Sunday, April 15, 2018

Resistencia: Round 2--Love, Bodies and Borderlands

"Art is the perfect weapon because the more you try to destroy it the more it inspires others to create it"--Huascar Medina, Resistencia: Round 2

(Pictured, Lucky Garcia, Resistencia: Round 2)


I missed the first one, regrettably. But last night’s “Resistencia: Round 2” at Uptown Arts Bar may have been the most focused, hard-hitting and intimate poetry reading I’ve ever attended. Part of it were the headlines (and lack of headlines) in the current news. The bombing of Syria while our country refuses its refugees and criminalizes its own people with attacks on free speech (see, among so many like them, deportation threats against Maru Mora-Villalpando for speaking out about ICE raids, the imprisonment of Reverend Ed Pinkney for fighting the corporate takeovers of his community, and the arrest of journalist Jenni Monet speaking out about Standing Rock).

At the reading, another journalist (poet/artist…) MG Salazar explicitly tied the crop dusting of protesters at Standing Rock to the gas attacks in Syria. Salazar’s reporting from Standing Rock has taken the form of a book, Striking the Black Snake: Poems from Standing Rock. Fighting a terrible cold, Salazar read from that book, making us feel the gritty realities of those struggles. A migrant farmworker as a child, Miguel Morales acknowledged his own experiences facing crop-dusters as an intrinsic, terrifying part of his childhood. Iraq war veteran Lucky Garcia carried these parallels even further, in one poem mirroring her experiences in Iraq with daily dread living on the east side of Kansas City.

Garcia, who called herself the “rookie” of the group, pointed out that she can still be “called up any time” before reading a poem, “Dear Mama,” about what the war had done to her. Things that, despite all the love in the world for her daughter, her mother could never understand. The house shook with her imagery, such as her tying the scent of her mother’s morning bacon to the smell of an IED explosion. She closed with a portrait of Post-Traumatic Stress Disorder, a tour-de-force building all of the details around the framework of those four letters—P and T and S and D.

But the politics of the evening took many forms. Emcee of the evening’s events, Alex Martinez kicked things off with a poem called “Glass Breaker,” which drove home ways in which one’s very own identity, being one’s self, necessitates a form of resistance. Miguel Morales echoed a poem Martinez read about the complexities of living in a body misunderstood and maligned by the power structure, closing one poem with the line, “This body is a borderland.” Although Morales said he wasn’t going to read his more political work that night, as he had during the first Resistencia, his tender, dignified portraits of working class life (and his two directly contrasting takes on Cinco de Mayo) were, in many ways, more political than anything that’s on this morning’s talking head TV.

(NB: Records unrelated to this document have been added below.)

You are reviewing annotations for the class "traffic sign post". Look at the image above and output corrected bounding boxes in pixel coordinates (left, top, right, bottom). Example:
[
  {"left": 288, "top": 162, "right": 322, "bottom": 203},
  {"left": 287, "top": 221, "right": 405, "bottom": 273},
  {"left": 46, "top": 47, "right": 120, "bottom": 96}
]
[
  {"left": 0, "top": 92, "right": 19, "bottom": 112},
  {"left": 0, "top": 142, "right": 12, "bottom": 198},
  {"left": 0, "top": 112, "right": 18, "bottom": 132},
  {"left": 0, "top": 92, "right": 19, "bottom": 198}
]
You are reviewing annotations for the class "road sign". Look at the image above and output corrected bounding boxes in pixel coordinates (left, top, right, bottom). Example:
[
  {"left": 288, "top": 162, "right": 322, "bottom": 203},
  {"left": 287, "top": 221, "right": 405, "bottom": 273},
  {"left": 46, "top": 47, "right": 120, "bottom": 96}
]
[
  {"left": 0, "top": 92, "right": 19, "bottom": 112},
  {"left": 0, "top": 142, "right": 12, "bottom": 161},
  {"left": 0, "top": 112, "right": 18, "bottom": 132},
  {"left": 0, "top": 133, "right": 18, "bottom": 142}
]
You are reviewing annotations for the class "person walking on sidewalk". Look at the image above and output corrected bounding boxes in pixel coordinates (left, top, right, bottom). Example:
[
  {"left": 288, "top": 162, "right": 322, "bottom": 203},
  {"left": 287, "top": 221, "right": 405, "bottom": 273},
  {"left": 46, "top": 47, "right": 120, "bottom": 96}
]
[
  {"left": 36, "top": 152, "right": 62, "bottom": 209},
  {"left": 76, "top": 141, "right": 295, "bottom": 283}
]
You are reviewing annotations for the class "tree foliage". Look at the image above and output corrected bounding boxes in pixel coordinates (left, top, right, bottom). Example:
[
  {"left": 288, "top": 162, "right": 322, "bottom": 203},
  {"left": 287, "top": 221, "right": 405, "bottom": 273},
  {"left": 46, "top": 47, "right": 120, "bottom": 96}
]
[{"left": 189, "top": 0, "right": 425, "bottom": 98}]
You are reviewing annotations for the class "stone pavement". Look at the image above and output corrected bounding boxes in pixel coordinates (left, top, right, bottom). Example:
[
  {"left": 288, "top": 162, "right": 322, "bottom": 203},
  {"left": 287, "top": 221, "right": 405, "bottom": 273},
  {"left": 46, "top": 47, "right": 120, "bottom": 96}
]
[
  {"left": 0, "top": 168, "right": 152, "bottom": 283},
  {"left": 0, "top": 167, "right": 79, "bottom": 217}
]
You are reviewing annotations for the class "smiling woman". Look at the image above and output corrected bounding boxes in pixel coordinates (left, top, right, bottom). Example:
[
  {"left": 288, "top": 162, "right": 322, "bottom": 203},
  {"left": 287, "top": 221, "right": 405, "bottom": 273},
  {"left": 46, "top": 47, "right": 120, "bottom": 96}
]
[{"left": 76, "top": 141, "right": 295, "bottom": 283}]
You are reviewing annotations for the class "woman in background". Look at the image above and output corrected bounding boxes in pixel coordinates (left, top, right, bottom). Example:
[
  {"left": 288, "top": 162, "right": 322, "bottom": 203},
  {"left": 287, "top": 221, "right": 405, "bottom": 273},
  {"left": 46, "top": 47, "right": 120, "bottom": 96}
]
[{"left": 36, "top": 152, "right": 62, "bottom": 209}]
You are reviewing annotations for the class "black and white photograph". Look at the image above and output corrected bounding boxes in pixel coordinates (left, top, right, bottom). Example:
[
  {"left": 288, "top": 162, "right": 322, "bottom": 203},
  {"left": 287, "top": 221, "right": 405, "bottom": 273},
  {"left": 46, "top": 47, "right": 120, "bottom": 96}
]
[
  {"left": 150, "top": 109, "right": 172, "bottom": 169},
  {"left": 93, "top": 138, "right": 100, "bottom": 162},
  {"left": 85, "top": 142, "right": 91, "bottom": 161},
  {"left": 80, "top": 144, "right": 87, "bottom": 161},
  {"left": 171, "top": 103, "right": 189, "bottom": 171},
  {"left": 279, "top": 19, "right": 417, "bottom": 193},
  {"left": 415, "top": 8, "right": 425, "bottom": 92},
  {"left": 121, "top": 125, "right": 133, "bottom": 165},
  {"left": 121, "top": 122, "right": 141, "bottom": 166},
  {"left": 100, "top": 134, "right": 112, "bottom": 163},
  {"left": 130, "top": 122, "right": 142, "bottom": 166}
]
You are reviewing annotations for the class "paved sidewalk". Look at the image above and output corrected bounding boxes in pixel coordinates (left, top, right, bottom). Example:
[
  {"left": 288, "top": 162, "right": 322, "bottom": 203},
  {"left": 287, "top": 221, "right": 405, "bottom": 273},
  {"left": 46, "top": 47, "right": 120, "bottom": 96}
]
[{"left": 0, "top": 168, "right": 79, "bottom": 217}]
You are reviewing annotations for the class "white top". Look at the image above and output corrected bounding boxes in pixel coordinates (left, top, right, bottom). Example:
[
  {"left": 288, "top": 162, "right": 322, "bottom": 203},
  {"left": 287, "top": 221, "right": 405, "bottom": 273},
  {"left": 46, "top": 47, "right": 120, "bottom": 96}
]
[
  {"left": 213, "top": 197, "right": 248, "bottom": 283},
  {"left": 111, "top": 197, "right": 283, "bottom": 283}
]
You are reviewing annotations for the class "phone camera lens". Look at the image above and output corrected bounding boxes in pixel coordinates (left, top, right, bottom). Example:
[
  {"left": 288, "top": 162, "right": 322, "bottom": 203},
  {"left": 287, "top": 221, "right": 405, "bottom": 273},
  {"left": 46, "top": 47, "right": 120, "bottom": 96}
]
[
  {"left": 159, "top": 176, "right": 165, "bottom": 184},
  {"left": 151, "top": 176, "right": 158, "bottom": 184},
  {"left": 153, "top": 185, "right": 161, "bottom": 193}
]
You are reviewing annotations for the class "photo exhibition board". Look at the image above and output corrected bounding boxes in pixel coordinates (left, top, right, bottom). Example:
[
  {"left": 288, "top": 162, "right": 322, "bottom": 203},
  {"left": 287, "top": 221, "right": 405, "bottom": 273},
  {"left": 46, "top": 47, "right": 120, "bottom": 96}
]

Similarly, Jessica Ayala began with her overtly political work—speaking of the 43 disappeared Mexican students and her book’s title track, “Huelga.” But so much of the politics in Ayala’s set served as a celebration of the resistance inherent in artistic expression. She began by singing, and during her heart-shattering tribute to her father and music (named for the great Columbian musician Joe Arroyo) she tied the movement in Afro-Cuban rhythms to the resistance of all enslaved people. And if it’s not clear I’m saying she made it universal, let me underscore that point. If she didn’t dance during this reading, it seemed as if she did, bringing the reading to an exalted climax well before it was over.

Many of the night’s poems were love poems. The role of love in resistance was something no one had to explain. Guest reader Huascar Medina even delivered a twisted but beautiful love poem to Sylvia Plath. His final poem, “My Siren,” about the loss of a loved one to addiction, underscored just how high the stakes can be—the first political struggle always being the fight to find the love that keeps us from doing ourselves in. The whole evening fed that hunger in endlessly inspiring ways.